The PR should keep careful records of how estate assets are handled and distributed. The PR should also inventory estate assets and estimate their value, but the inventory does not have to be filed with the court unless an interested person requests it. Usually, the PR opens a checking account for the estate, and uses it for amounts that come into the estate and to pay estate expenses.

The PR has authority over any assets that go through probate. Probate assets can include real estate, bank and brokerage accounts, and personal belongings (for example, vehicles, jewelry, home furnishings, and art). Life insurance proceeds that are payable to the estate (not a named beneficiary) are also probate assets.

If the deceased person owned real estate in another state, the PR may need to conduct a second probate proceeding in that state. That’s called an "ancillary probate."

In Washington and Idaho, PRs can choose whether or not to publish formal notice to creditors. If the PR does publish the notice, and also sends it to all known creditors, creditors will have just 4 months in which to make claims against the estate. If they don’t, their claims will be barred. Otherwise, creditors have 2 years from the date of death in which to bring claims. A PR who is concerned about claims coming in later usually chooses to publish notice.

If there’s not enough money in the estate to pay all debts, the PR must turn to state law, which prioritizes claims. The family allowance has the highest priority, followed by probate expenses, funeral costs, and taxes. It’s also the PR's responsibility to file final income tax returns for the deceased person. These returns are generally due by April 15 of the year following the year of death. Income tax returns may also be required for the estate itself. A federal estate tax return will be required only if the taxable estate is very large—for deaths in 2016, the limit is $5.45 million. More than 99.7% of all estates do not owe federal estate tax.

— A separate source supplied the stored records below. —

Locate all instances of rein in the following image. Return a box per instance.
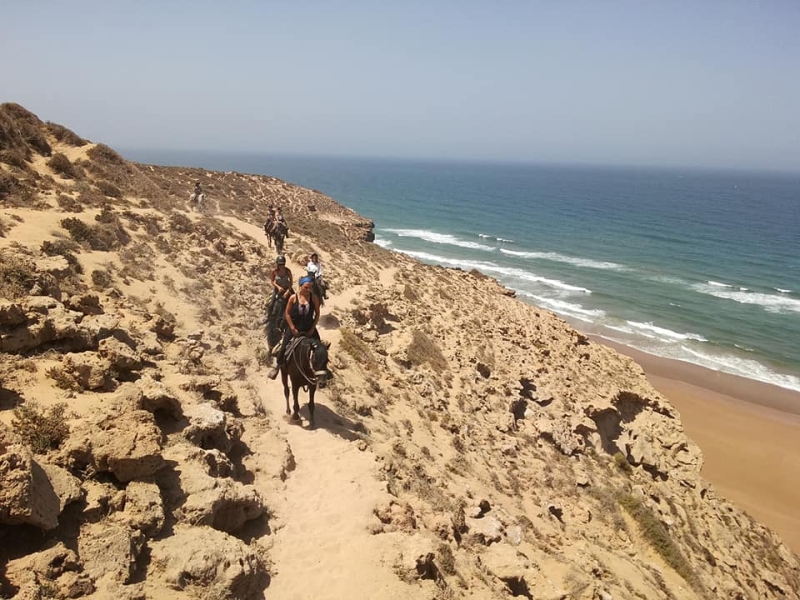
[289,342,319,388]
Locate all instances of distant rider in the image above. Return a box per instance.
[306,252,328,300]
[268,275,321,379]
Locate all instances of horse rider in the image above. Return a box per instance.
[268,275,321,379]
[192,181,203,203]
[269,255,293,315]
[263,208,276,246]
[306,253,328,299]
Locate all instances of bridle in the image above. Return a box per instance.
[289,340,327,388]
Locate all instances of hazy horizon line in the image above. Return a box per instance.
[120,145,800,178]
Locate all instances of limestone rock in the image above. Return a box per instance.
[63,352,111,390]
[136,375,182,418]
[118,479,165,537]
[0,443,61,529]
[183,402,239,453]
[466,514,504,545]
[63,410,164,482]
[77,522,146,584]
[150,525,268,598]
[98,336,142,373]
[39,462,82,512]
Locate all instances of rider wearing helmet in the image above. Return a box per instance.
[270,255,293,304]
[268,274,321,379]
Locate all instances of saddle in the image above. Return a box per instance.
[284,336,311,364]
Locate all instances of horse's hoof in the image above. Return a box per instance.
[285,408,291,415]
[291,412,301,421]
[309,420,316,430]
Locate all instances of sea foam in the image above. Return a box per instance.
[693,283,800,314]
[500,248,627,271]
[383,228,496,251]
[399,250,591,294]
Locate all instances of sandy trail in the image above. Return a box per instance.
[222,215,415,598]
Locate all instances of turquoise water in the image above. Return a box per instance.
[128,150,800,392]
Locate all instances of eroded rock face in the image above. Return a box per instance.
[150,525,268,598]
[183,402,241,453]
[77,522,146,584]
[0,448,62,530]
[158,443,265,534]
[61,409,165,482]
[117,479,165,537]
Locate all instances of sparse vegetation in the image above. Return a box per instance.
[60,211,130,251]
[41,238,83,275]
[613,451,632,473]
[0,253,37,298]
[339,327,379,371]
[11,402,70,453]
[407,329,448,373]
[46,121,87,146]
[91,268,113,288]
[47,152,81,179]
[437,543,457,575]
[616,493,700,590]
[57,194,84,212]
[96,179,122,198]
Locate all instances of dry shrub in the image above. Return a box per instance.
[45,121,87,146]
[0,102,51,157]
[91,268,113,289]
[57,194,84,212]
[407,329,448,373]
[616,493,700,590]
[47,152,81,179]
[95,179,122,198]
[339,327,379,371]
[0,149,30,170]
[60,209,130,250]
[0,171,17,200]
[169,212,194,233]
[41,239,83,275]
[11,402,70,453]
[86,143,125,165]
[0,253,37,298]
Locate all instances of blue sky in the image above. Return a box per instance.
[3,1,799,170]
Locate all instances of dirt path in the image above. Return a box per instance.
[221,215,416,599]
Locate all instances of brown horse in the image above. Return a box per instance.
[280,337,329,428]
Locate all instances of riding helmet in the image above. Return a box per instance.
[276,255,286,266]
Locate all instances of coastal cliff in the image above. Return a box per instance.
[1,102,798,599]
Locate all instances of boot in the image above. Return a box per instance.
[267,364,280,380]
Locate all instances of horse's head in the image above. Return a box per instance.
[310,340,330,386]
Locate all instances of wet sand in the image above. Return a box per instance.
[600,339,800,554]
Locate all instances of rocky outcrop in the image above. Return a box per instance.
[61,409,165,482]
[150,525,269,598]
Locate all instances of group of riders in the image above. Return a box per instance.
[189,181,328,386]
[264,220,329,380]
[263,206,290,253]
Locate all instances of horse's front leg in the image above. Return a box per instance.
[307,385,316,429]
[291,383,301,421]
[281,368,291,415]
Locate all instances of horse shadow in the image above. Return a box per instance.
[295,401,366,441]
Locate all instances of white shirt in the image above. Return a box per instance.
[306,260,323,278]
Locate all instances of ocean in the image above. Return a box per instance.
[127,150,800,392]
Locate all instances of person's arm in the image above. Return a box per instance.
[270,269,279,292]
[285,296,297,335]
[284,269,293,297]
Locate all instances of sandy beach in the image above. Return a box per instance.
[601,338,800,553]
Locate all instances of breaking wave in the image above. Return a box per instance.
[501,248,628,271]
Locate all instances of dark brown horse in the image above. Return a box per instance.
[280,337,329,428]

The PR can distribute estate assets to beneficiaries only after debts and taxes are paid. The PR follows the instructions in the Will, or if there is no Will, turns to state “intestate succession” law to determine who inherits. A PR who has paid all debts, filed the required tax returns, and distributed all the estate assets formally requests the court to close the probate case. The process is simple if the personal representative gets all the heirs and beneficiaries to sign a Receipt and Waiver document. If they don’t, the personal representative will have more notices to give and documents to file.